10. The apparatus of claim 8, wherein the shared cache memory is to determine if an error is present in a tag stored in an entry of the first tag array and to initiate a correction probe to the first cache memory if the error is present.

11. The apparatus of claim 10, wherein the shared cache memory is to determine if the error is present when a hit occurs to an entry in the shared cache memory after a miss in the first cache memory for a corresponding entry.

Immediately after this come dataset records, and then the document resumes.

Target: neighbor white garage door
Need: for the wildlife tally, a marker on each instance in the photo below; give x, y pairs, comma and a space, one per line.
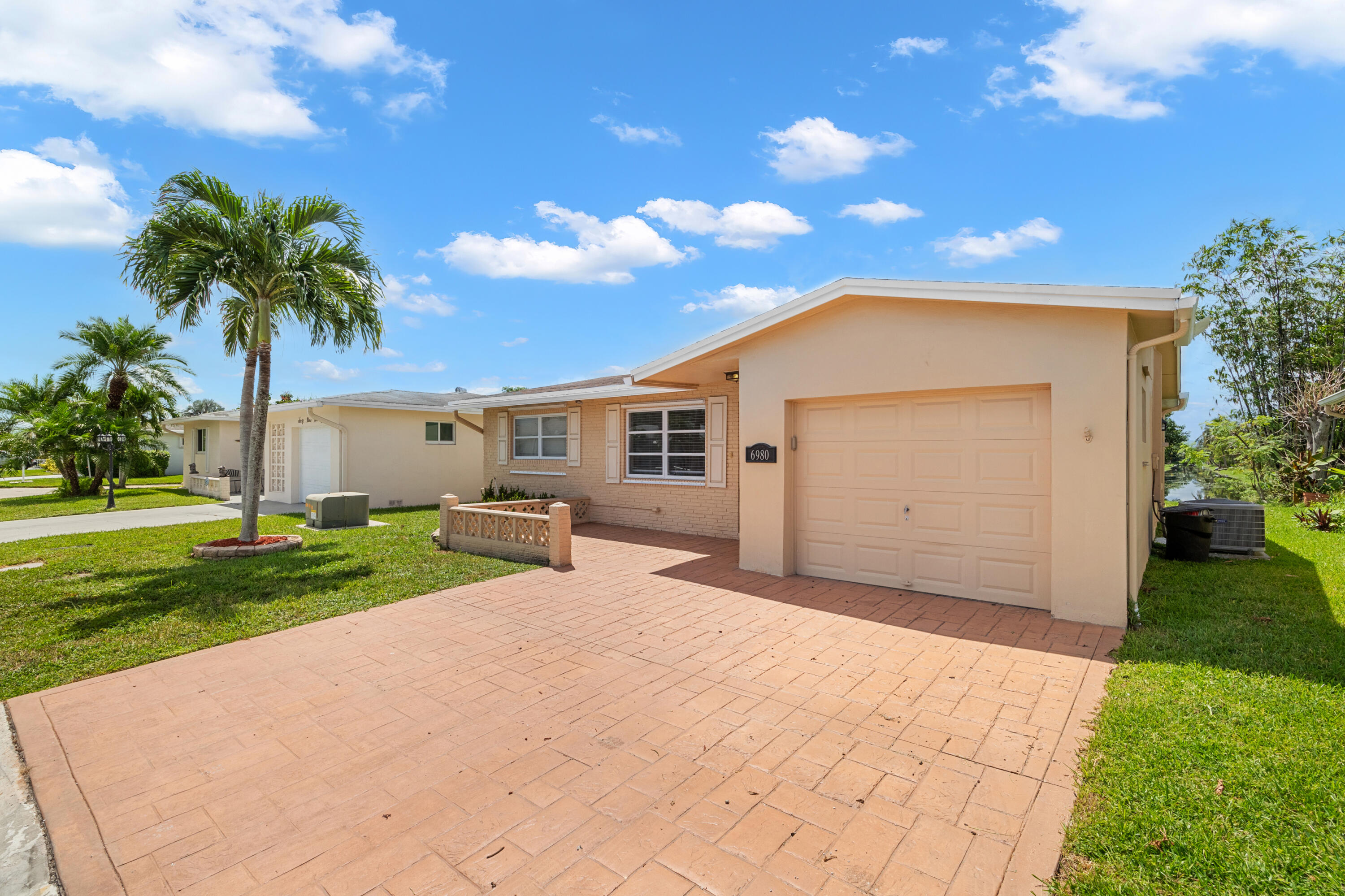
315, 462
946, 493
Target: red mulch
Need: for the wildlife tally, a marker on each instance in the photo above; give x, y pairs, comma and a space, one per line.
234, 543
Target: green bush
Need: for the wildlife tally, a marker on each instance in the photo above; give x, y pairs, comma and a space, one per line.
87, 488
148, 463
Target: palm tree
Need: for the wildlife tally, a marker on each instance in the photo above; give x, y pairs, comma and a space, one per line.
273, 265
119, 355
62, 431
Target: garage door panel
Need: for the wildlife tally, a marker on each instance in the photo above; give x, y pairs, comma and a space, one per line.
974, 466
941, 493
1016, 523
982, 574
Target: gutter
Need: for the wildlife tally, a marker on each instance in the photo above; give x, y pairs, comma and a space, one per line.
1329, 405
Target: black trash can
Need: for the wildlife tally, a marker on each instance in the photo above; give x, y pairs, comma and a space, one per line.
1189, 532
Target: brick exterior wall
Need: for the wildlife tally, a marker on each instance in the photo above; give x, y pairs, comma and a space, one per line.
694, 511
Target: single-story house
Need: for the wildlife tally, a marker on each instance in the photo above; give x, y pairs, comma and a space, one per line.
994, 442
175, 443
403, 449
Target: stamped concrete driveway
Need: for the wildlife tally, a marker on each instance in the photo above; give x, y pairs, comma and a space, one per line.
653, 722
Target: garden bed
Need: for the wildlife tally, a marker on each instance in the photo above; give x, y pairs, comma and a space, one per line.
229, 548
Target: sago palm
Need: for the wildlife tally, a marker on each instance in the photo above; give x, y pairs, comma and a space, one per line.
268, 263
117, 354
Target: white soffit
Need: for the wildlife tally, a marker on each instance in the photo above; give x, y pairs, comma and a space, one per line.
1017, 294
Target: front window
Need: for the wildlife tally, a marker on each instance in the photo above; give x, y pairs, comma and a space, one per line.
542, 436
440, 432
666, 443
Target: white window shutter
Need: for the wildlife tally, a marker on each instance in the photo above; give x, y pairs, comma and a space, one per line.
717, 443
614, 443
572, 435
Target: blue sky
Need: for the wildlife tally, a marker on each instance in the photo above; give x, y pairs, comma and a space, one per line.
563, 190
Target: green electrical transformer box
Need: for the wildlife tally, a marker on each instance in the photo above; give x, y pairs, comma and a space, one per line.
337, 511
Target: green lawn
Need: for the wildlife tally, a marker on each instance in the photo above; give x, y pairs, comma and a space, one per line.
111, 601
130, 500
138, 481
1238, 676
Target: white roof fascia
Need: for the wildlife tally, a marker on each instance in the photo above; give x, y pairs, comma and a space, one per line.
542, 398
1332, 400
1062, 296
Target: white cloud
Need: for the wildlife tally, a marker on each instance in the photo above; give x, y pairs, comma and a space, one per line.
881, 212
45, 203
435, 366
397, 294
744, 225
326, 370
814, 150
404, 104
198, 65
631, 134
966, 251
911, 46
1114, 58
743, 300
606, 253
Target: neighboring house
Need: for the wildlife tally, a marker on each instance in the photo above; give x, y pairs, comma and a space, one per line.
994, 442
403, 449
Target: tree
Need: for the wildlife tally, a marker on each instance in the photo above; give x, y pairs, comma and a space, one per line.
201, 407
1277, 304
62, 431
1175, 442
275, 267
117, 355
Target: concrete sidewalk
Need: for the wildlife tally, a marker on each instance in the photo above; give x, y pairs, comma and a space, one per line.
21, 529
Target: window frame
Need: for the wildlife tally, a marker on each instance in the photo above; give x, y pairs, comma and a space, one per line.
514, 437
665, 432
442, 424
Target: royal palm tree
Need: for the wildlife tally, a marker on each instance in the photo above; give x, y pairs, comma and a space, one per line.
117, 355
272, 265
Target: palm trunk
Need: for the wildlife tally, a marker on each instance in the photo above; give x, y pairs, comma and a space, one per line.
116, 392
245, 413
256, 446
70, 473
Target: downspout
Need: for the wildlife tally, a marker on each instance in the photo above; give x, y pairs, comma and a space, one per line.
341, 486
1132, 555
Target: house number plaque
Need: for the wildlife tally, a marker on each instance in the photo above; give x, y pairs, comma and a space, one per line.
760, 454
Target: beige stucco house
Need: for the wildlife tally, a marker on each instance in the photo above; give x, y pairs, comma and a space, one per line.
994, 442
400, 447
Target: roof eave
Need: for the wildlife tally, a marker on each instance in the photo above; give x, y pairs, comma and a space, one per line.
1066, 296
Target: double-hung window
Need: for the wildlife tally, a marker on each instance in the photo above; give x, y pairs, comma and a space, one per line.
440, 433
666, 444
541, 436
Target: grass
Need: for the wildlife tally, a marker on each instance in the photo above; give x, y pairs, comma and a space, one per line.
112, 601
134, 481
1237, 679
54, 505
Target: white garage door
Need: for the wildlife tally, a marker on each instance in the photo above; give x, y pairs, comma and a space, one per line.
315, 461
942, 493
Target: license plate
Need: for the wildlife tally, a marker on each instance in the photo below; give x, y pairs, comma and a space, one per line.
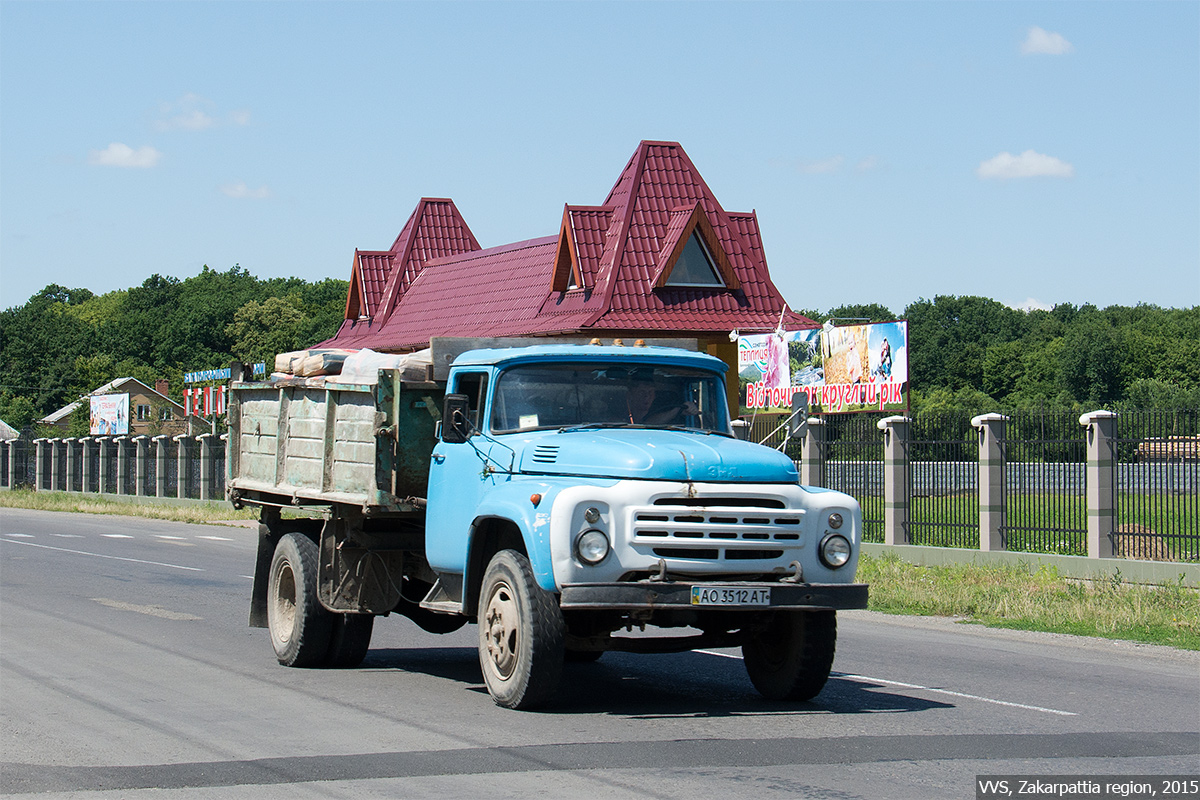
703, 595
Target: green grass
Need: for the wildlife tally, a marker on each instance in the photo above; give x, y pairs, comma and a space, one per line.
1042, 600
997, 596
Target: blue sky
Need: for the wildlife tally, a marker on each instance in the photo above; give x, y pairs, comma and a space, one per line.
1031, 152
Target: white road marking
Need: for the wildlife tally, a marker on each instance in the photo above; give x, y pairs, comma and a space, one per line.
101, 555
149, 611
922, 689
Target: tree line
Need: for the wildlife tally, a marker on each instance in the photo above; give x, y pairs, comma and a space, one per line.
964, 352
63, 343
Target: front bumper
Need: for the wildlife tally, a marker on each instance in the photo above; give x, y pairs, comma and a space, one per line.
676, 595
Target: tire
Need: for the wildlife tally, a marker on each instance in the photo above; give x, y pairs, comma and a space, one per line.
349, 641
521, 635
792, 657
300, 626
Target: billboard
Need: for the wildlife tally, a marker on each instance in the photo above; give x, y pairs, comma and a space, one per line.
843, 370
109, 415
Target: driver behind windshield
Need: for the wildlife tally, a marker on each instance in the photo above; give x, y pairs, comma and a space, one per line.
642, 408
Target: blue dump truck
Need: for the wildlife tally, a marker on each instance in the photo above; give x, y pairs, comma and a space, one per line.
568, 499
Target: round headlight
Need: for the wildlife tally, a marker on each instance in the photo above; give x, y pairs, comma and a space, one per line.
834, 551
592, 546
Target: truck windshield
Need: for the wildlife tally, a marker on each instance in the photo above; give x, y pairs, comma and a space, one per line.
617, 395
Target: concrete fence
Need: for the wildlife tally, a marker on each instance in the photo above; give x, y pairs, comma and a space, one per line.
162, 467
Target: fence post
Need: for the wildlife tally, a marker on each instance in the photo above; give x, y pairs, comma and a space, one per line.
895, 479
85, 464
205, 465
54, 463
160, 465
39, 463
69, 443
103, 464
12, 463
142, 468
813, 452
993, 503
1102, 464
123, 463
181, 465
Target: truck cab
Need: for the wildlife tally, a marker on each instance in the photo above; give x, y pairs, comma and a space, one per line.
577, 492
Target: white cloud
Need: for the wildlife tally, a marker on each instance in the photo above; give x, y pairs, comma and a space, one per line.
1032, 304
240, 191
1027, 164
123, 155
831, 164
1043, 42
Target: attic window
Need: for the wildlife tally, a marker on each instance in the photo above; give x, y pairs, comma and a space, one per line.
695, 266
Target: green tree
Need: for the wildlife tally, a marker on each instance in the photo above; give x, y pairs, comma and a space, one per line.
261, 330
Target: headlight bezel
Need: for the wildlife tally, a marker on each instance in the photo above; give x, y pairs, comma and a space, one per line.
839, 558
588, 539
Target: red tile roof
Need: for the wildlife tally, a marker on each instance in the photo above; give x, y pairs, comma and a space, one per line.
438, 282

12. The apparatus of claim 11, wherein the first cache memory is to evict a plurality of ways of a set including the error responsive to receipt of the correction probe and to identify one of the plurality of evicted ways including the error and send information of the corresponding way to the shared cache memory.

13. The apparatus of claim 8, wherein the first logic is to detect the error for only a matching way of the first tag array.

14. The apparatus of claim 13, wherein the first data array includes error correction logic and the first tag array does not include error correction logic.